Al momento non è ancora chiaro quale tavolo, quando, né per fare cosa. Ma l’importante — sottolineano — è “dare un segnale”, possibilmente con catering.


Il tavolo del tavolo

Il tavolo tecnico è composto da: esperti, sotto-esperti, esperti di esperti e una persona entrata per chiedere dov’era il bagno e rimasta per senso di responsabilità.

Tra i punti all’ordine del giorno:

  • capire se il tavolo attuale è “il tavolo giusto”
  • valutare la necessità di un “tavolo più operativo”
  • stabilire chi deve stabilire chi deve stabilire le cose

“Prima di decidere, serve un tavolo preliminare”, ha dichiarato un partecipante con tono grave, “e poi un tavolo di allineamento, e poi un tavolo per riassumere i tavoli.”

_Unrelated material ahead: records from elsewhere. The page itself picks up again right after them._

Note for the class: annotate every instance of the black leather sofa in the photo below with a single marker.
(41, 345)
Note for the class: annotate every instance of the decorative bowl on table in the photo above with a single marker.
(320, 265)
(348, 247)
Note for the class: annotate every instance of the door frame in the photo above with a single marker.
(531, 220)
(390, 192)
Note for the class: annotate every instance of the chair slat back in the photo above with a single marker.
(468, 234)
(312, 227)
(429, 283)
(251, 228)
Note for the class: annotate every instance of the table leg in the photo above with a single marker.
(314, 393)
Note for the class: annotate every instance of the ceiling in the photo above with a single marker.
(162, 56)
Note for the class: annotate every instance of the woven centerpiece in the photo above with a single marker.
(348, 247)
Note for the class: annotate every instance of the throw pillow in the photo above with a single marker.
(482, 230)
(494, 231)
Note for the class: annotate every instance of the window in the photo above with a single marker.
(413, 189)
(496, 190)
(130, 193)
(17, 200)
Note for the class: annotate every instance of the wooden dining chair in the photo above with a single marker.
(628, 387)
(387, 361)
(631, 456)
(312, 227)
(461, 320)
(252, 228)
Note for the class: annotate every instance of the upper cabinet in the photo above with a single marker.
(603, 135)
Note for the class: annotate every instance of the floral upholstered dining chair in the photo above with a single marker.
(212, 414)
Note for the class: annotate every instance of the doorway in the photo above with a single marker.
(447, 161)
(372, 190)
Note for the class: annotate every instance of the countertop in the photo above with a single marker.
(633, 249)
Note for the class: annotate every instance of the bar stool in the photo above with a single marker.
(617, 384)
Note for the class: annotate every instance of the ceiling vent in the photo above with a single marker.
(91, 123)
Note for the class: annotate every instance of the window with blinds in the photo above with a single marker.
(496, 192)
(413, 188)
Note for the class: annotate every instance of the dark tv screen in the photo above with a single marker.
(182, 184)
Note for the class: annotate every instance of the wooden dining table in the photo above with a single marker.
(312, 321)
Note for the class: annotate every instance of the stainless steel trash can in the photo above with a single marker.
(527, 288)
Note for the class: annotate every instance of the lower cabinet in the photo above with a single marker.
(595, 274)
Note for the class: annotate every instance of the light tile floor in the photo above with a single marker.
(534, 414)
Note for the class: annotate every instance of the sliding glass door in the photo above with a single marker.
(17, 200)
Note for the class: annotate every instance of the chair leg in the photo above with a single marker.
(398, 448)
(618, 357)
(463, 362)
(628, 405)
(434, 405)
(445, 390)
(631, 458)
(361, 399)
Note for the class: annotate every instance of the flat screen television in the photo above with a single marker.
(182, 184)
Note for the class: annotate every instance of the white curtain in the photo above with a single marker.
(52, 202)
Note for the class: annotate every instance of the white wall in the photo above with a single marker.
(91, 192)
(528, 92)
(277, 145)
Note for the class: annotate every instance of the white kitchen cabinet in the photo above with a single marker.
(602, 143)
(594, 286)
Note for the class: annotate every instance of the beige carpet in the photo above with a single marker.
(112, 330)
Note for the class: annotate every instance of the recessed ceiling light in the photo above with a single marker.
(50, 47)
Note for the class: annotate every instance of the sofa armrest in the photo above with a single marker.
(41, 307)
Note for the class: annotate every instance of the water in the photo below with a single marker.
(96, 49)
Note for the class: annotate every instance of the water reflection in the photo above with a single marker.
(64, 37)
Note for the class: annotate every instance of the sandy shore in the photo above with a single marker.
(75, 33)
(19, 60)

Decisioni importanti prese a metà

Dopo ore di confronto serrato (cioè qualcuno che parla e gli altri che annuiscono per non dover rispondere), il tavolo ha prodotto risultati concreti e misurabili:

  1. È stata confermata la volontà di valutare.
  2. È stato deciso di non decidere oggi.
  3. È stato approvato un documento di 14 pagine intitolato “Bozza provvisoria della bozza”.

Il documento contiene frasi tecniche come “si ritiene opportuno procedere a un’ulteriore valutazione” e “si propone di proporre”.


Prossimi passi: un altro tavolo, ovviamente

La convocazione del secondo tavolo è attualmente in fase di pre-convocazione.
Si attende inoltre la creazione di un gruppo di lavoro che definisca il nome del tavolo, il colore delle cartelline e se la parola “tavolo” vada scritta in maiuscolo per trasmettere autorevolezza.

Fonti interne confermano che, qualora il tavolo venisse effettivamente convocato, sarà necessario un terzo tavolo per monitorare l’andamento del secondo.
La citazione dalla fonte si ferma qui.